When the rest of the Simpsons give chase, they end up having to plow through an army of Mr. Burns’s bodyguards, as well as every angry rando in Springfield who’s capable of making a fist. At one point, you get to beat up a bunch of theme park mascots, many of whom are cameo appearances by characters from Simpsons creator Matt Groening’s indie comic strip Life in Hell.

There’s a lot of DNA in The Simpsons from Konami’s Teenage Mutant Ninja Turtles arcade games in the same period. The level design may be a particular highlight, as Konami really runs through a lot of the then-existing Simpsons shout-outs early on.

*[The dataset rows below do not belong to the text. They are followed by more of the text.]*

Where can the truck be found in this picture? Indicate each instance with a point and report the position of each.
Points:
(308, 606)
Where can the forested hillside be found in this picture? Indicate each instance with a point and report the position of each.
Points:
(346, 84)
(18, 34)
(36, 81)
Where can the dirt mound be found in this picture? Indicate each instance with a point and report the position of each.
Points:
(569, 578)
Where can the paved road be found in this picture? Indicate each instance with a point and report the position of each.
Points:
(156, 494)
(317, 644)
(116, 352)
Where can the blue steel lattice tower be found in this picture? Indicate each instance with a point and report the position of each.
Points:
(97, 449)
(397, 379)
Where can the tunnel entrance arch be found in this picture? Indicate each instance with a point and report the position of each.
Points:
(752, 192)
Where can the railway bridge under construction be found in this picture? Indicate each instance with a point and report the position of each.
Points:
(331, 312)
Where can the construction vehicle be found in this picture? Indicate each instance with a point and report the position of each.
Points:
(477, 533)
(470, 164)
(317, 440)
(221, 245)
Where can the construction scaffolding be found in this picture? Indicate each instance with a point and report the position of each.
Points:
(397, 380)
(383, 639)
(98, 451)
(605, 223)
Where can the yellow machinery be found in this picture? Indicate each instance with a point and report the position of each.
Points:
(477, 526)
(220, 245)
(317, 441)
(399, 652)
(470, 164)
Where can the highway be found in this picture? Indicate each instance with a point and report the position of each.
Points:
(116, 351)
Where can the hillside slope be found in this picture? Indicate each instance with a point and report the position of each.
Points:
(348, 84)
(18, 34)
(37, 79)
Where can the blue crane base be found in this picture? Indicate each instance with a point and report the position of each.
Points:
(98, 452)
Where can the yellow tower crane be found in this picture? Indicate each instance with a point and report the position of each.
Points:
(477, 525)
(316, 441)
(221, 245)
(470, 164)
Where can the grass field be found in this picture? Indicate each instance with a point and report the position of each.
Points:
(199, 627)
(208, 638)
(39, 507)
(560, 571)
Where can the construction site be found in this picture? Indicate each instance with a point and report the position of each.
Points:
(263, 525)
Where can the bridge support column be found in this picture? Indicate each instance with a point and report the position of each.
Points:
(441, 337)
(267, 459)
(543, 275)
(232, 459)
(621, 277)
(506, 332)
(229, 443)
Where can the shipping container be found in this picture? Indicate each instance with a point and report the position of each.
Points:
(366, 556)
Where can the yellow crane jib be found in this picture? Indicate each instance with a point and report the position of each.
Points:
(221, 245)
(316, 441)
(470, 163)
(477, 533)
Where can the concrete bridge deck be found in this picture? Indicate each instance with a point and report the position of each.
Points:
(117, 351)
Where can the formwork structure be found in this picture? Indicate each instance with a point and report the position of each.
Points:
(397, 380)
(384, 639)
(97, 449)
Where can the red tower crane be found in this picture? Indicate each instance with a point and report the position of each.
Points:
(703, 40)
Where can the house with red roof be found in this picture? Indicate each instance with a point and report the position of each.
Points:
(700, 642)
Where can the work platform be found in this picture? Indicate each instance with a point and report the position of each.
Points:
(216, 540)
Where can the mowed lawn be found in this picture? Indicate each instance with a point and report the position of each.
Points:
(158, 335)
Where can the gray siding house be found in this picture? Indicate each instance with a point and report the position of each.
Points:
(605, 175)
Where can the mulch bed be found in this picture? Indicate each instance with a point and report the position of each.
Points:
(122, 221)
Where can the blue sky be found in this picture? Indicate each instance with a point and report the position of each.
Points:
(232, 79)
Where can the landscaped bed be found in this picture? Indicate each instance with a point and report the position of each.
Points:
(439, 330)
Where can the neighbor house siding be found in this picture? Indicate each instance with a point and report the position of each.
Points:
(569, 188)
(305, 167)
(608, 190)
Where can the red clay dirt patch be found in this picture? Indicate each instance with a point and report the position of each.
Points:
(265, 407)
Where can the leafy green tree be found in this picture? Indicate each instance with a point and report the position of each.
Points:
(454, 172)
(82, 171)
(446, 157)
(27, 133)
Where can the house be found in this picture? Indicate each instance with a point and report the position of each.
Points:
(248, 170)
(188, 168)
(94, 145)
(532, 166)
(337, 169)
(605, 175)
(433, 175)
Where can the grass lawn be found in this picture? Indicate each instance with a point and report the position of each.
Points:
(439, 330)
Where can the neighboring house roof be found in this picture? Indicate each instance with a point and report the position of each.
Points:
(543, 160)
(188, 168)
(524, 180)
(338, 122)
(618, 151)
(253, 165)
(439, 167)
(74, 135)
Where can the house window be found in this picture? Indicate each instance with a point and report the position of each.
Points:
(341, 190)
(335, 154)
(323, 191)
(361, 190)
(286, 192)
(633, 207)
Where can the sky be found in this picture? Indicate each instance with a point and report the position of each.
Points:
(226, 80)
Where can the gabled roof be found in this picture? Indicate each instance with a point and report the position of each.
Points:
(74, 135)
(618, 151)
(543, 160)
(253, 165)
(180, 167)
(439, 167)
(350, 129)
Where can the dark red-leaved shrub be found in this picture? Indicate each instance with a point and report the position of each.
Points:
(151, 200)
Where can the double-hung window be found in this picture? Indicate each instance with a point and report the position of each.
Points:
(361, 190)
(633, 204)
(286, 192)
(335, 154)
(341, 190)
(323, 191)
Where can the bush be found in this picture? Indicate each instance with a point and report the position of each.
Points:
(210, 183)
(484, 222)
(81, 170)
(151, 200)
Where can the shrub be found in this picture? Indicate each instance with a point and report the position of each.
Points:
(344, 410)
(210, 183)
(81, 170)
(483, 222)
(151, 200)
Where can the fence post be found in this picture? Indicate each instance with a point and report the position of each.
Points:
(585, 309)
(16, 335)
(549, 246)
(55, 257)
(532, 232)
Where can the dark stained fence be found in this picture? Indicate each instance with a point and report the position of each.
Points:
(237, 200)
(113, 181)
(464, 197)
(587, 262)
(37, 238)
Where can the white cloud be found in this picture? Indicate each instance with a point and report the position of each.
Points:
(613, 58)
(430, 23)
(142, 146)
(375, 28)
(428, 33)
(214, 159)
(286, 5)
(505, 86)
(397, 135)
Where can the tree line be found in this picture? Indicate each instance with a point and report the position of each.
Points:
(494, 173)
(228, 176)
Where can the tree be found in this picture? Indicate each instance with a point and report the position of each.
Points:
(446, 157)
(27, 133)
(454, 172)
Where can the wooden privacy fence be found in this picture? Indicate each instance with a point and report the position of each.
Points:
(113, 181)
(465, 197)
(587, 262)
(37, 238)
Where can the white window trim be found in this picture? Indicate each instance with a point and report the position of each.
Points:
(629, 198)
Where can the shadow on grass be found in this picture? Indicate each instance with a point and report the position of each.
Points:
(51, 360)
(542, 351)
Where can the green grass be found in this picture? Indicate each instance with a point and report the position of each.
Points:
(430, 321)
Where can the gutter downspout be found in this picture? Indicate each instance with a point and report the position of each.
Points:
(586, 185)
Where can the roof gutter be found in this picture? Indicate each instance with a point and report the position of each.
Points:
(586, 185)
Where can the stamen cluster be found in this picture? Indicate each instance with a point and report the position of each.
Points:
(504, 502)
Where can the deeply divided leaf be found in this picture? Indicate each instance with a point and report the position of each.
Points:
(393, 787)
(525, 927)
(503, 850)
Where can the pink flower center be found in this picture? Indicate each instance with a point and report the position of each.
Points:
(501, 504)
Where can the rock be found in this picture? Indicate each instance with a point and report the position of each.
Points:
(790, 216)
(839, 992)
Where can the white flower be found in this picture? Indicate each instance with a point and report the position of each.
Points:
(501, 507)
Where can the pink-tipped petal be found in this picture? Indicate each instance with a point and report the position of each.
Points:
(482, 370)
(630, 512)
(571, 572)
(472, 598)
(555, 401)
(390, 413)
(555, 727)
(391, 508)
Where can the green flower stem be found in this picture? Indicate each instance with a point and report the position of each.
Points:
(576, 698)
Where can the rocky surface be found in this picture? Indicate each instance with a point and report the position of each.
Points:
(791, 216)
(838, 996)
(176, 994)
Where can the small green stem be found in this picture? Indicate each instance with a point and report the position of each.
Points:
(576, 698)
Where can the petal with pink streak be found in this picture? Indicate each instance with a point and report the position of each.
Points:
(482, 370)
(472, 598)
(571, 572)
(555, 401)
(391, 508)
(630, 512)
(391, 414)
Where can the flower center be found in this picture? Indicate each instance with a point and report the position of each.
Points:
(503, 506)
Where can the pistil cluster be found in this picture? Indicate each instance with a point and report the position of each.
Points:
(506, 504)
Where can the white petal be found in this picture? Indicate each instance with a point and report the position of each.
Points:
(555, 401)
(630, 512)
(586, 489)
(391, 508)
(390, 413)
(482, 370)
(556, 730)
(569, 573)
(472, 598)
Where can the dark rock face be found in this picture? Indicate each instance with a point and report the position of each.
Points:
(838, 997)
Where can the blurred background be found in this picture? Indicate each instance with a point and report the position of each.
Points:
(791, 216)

After that point, it gets creative; there’s a nicely hallucinogenic dream sequence, an inexplicable fight against ninjas (were you really popular in the ’90s if you didn’t fight ninjas at some point?), and a boss fight against a random dude with a naginata, just in case you ever wanted to know what Kyoshiro from Samurai Shodown would look like in the Simpsons house style.

You can also cooperate with a co-op buddy for character-specific team-up attacks, such as Bart and Lisa uniting into a rolling ball of doom, or Marge giving one of her kids a boost. This is about as close as The Simpsons comes to a screen-clearing attack, and comes in handy in the later stages when the number of enemies starts to skyrocket. Make no mistake; this is an old-fashioned quarter-muncher at heart, so it’s not meant to be fair.

Arcade1Up’s The Simpsons cabinet will go up for pre-orders on July 15th, and reportedly will cost $599.99.